İş yaşamında bazı ürküten ve şaşırtan olaylar bu patolojinin tarafla yaşattığı hayat krizleridir. Bir bankanın yılsonu balosunda üst düzey erkek yöneticilerden biri, alkolün de etkisiyle, kadın müdürlerinden biriyle dans etmek istemişti. Kadın yönetici, kendisi için tehlikeli gördüğü bu teklifi kibar bir salvoyla savuşturmayı başardı. Fakat erkek yönetici vazgeçmişe benzemiyordu. Kısa bir süre sonra sözlerindeki nezaketsizlik oranı daha da arttı ve şansını ikinci kez denedi. Kadın yönetici, kısa bir ilginin erkek yöneticiyi vazgeçireceğini düşünerek yöneticiyle konuşmayı denedi. Kendisi daha sonra bu davranışının erkek yöneticiyi daha da cüretkâr yapmaktan başka bir işe yaramayacağını ağlayarak anlatacaktı. Olay sözle ve elle tacize kadar tırmanmıştı. Yine de o gece olay fazla büyümeden kapandı. Kadın yönetici, hemen ertesi gün, kendisi de kadın olan İK direktörüne durumu anlatıp ne yapması gerektiğini danıştı. Aldığı cevap, bu tür olayların büyütülmemesi, hatta kadınlık gururunun okşanması olarak değerlendirilmesi gerektiğiydi, durumu daha fazla büyütmesinin kimseye yarar sağlamayacağını da ekledi İK direktörü. Bu cevapla yetinmeyen kadın yönetici bankanın etik komitesine başvurdu. Sonuç olarak, erkek yönetici başka bir birime gönderildi, kadın yönetici performans sorunları gerekçe gösterilerek iki ay sonra işten çıkarıldı.

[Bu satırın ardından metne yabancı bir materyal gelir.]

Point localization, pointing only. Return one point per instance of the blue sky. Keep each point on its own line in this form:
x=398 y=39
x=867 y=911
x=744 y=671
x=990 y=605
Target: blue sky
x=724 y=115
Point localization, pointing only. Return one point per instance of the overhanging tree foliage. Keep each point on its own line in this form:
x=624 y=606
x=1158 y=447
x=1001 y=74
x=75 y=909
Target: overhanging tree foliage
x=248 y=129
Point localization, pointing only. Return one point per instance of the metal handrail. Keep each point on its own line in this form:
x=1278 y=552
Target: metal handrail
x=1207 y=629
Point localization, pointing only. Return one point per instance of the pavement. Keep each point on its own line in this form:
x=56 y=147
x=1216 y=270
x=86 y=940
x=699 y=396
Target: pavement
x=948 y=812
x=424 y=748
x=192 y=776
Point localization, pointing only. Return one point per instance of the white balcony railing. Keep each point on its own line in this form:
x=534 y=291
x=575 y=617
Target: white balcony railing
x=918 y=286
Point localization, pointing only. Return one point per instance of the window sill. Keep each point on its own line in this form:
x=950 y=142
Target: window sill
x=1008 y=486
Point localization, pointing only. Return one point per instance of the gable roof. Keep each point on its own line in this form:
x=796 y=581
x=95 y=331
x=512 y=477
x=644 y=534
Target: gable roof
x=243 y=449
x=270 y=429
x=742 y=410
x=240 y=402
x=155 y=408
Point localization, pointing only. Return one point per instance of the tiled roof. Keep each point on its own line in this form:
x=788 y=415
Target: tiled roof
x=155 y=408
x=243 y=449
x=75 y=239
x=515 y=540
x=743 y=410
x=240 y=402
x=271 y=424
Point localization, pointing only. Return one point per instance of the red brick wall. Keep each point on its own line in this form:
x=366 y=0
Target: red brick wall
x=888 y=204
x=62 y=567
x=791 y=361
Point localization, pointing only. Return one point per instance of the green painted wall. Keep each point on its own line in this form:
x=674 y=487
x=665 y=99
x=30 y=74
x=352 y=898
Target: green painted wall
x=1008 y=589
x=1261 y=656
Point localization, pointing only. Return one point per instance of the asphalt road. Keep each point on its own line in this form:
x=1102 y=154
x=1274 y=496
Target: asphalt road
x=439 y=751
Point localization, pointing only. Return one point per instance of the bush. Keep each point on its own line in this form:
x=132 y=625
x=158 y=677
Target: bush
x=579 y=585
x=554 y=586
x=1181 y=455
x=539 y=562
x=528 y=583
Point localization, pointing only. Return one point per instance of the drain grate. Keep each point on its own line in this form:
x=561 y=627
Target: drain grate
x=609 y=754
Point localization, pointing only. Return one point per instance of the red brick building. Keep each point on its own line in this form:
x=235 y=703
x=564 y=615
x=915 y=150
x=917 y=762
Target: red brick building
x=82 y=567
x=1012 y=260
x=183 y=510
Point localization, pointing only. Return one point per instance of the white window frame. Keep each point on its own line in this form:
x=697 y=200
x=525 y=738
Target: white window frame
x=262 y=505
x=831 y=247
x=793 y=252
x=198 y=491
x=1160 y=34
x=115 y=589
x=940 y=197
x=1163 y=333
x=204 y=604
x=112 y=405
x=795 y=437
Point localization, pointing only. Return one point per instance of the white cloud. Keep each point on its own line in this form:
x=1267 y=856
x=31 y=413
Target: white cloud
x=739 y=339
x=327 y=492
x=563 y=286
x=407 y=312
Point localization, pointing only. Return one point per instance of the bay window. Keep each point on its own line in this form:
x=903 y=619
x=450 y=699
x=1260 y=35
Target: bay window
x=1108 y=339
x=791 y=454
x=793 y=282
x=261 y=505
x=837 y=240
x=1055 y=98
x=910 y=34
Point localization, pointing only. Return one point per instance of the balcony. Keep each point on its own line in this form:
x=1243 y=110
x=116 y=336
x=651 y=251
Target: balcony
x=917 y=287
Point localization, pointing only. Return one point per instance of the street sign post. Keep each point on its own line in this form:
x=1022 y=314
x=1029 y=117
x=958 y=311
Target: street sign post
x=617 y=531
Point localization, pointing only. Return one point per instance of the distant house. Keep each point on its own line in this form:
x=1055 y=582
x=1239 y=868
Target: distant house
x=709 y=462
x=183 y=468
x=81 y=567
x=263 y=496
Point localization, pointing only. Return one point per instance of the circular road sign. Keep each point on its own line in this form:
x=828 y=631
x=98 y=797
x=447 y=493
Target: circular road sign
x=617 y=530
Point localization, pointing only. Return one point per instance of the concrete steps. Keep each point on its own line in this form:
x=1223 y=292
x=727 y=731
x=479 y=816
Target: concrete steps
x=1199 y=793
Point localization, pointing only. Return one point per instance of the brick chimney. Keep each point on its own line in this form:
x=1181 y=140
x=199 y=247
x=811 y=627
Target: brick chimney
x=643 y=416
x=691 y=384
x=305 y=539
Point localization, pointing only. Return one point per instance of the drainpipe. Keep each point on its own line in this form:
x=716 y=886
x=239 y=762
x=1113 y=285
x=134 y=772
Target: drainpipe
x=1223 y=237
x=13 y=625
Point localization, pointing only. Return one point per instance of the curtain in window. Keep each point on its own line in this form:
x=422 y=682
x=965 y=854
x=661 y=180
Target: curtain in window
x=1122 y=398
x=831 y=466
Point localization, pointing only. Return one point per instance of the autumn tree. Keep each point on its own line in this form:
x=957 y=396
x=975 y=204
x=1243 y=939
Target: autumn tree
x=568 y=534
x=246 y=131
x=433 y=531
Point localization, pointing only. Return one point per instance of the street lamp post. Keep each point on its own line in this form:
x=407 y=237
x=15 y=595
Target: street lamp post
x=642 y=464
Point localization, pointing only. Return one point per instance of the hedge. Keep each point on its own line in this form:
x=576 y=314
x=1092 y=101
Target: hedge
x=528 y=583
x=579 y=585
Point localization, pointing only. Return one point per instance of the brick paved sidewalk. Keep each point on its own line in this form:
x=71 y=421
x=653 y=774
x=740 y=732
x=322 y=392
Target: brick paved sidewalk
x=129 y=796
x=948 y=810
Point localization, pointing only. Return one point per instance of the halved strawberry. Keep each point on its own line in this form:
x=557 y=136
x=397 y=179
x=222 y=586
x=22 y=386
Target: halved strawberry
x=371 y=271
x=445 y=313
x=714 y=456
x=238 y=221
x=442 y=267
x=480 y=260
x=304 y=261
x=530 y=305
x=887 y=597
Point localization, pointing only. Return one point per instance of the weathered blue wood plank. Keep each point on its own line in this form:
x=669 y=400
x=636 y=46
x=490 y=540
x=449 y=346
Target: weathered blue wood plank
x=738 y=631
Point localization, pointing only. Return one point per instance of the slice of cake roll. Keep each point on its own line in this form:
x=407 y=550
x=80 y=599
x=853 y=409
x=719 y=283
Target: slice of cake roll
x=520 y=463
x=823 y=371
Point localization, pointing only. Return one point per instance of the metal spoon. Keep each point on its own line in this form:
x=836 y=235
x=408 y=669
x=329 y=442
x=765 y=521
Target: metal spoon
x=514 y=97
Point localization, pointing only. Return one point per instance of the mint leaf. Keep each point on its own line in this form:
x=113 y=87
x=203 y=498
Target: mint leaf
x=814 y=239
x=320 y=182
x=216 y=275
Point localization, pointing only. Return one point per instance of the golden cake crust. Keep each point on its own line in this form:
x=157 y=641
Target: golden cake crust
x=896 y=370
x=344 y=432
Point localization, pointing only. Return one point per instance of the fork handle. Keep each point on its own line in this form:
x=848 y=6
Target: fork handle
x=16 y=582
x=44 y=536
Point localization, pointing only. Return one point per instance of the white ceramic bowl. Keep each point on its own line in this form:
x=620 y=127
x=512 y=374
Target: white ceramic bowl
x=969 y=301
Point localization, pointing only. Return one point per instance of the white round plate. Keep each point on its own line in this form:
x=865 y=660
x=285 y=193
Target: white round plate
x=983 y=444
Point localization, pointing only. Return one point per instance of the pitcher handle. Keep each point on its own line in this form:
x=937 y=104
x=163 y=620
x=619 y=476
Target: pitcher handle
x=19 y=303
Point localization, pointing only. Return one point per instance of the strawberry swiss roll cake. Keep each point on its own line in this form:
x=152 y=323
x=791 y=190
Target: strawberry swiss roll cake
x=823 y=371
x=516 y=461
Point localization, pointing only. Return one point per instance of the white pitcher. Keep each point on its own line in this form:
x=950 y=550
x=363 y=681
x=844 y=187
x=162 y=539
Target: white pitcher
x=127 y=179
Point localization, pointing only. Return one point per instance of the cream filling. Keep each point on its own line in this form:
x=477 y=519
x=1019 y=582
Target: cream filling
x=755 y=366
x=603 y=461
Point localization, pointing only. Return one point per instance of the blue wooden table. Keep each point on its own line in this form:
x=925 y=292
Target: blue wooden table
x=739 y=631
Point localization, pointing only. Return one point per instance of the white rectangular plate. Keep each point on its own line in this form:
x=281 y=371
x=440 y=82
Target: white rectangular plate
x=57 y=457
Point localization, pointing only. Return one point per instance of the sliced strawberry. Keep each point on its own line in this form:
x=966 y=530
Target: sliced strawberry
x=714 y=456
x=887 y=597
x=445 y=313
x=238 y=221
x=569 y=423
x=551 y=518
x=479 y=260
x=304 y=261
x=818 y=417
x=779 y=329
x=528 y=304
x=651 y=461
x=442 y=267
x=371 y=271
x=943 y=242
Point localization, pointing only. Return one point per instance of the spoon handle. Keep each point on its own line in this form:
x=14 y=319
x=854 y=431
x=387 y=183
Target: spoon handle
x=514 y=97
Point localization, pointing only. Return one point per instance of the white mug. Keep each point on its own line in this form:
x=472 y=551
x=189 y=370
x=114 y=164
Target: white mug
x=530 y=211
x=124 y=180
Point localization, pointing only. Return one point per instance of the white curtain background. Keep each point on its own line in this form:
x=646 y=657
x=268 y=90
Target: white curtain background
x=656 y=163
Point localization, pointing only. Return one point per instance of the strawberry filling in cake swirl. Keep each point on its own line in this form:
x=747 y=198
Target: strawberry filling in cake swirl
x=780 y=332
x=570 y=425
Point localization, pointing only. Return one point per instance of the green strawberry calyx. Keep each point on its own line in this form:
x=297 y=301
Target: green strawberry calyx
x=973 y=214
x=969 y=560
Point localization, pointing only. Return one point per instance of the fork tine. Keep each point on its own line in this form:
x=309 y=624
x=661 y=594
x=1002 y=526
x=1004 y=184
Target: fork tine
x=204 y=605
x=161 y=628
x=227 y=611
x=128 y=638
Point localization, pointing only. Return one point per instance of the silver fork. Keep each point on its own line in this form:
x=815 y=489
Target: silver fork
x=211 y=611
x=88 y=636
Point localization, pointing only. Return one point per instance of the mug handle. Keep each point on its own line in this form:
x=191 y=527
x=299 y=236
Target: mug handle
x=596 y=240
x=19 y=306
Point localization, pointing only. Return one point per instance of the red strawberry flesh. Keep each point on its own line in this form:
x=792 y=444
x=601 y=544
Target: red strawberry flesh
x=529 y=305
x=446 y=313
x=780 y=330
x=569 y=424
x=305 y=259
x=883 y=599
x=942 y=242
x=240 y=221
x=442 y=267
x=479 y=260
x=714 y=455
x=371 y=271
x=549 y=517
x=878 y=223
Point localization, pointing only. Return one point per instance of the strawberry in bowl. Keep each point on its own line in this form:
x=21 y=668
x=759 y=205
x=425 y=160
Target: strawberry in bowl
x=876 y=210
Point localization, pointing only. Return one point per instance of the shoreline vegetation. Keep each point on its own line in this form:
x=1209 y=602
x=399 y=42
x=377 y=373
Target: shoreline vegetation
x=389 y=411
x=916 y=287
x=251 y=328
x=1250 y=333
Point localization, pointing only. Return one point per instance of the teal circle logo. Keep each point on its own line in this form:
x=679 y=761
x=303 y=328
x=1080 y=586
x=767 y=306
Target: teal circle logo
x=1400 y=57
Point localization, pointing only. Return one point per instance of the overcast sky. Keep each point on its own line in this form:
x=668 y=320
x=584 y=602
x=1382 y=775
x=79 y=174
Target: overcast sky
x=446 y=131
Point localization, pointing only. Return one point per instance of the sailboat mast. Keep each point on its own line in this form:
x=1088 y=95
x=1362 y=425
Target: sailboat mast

Bu tip bireylerle ilgili çalışma yapmak isteyen bir araştırmacı, gazeteye şahane bir ilan vermişti:
“Maceraperest misiniz? Psikolog heyecan dolu, atılgan bir hayat yaşayan, maceraperest, gözü kara insanları inceliyor. Sırf meydan okumuş olmak için her şeyi yapabilecek tiplerden biriyseniz ve ücretli bir deneyde yer almaya varsanız, adresinizi, telefonunuzu ve ne kadar ilginç olduğunuza dair kısa özgeçmişinizi aşağıdaki adrese gönderin…”
Bir dizi testten sonra, ilana cevap verenlerin hastanede tedavi gören psikopatlarla kişilik bakımından aynı yapıda oldukları görüldü. psikopati sergileyen kişiler üzerinde yürütülen başka çalışmalar da bu Suç teşkil etmeyen bulguyu doğruladı2.
Örneklerden biri de tanının doğru konmaması nedeniyle çözümün farklı yönlerde aranması ile ilişkili.
Uluslararası bir şirketin direktörlerinden biri, kendisine bağlı çalışan birim müdürlerinden birisi için koçluk desteği istemişti. İlk görüşmeler gayet olumluydu, her şey olması gerektiği gibi iyi gidiyordu.
Daha sonra direktör, aslında faturalarda yolsuzluk diyemeyeceği, ama onaylayamayacağı usulsüzlükler olduğunu ve özellikle bu davranışın üzerine gidilmesi gerektiğini söyledi. Kısa bir şaşkınlıktan sonra nasıl ilerleyeceğimizi belirledik ve görüşmelere nasıl devam edeceğimizi öngördük. Fakat ilerleyen oturumlarda durum netliğe kavuşmadığı gibi, biraz da karmaşıklaşmıştı. Yönetim sorunlarında bariz bir fark ortaya koyabildik ancak direktörün istediği kişiyi klinik psikoloji alanına giren konudaki tedavi edici çözüme yönelmeye ikna edemedik. Daha sonra CEO da olaya müdahale etmek durumunda kaldı, ya da müdahale ettirildi. Sonuç olarak kısa bir süre sonra birim müdürü işten çıkarıldı, direktör de emekliliğe sevk edildi.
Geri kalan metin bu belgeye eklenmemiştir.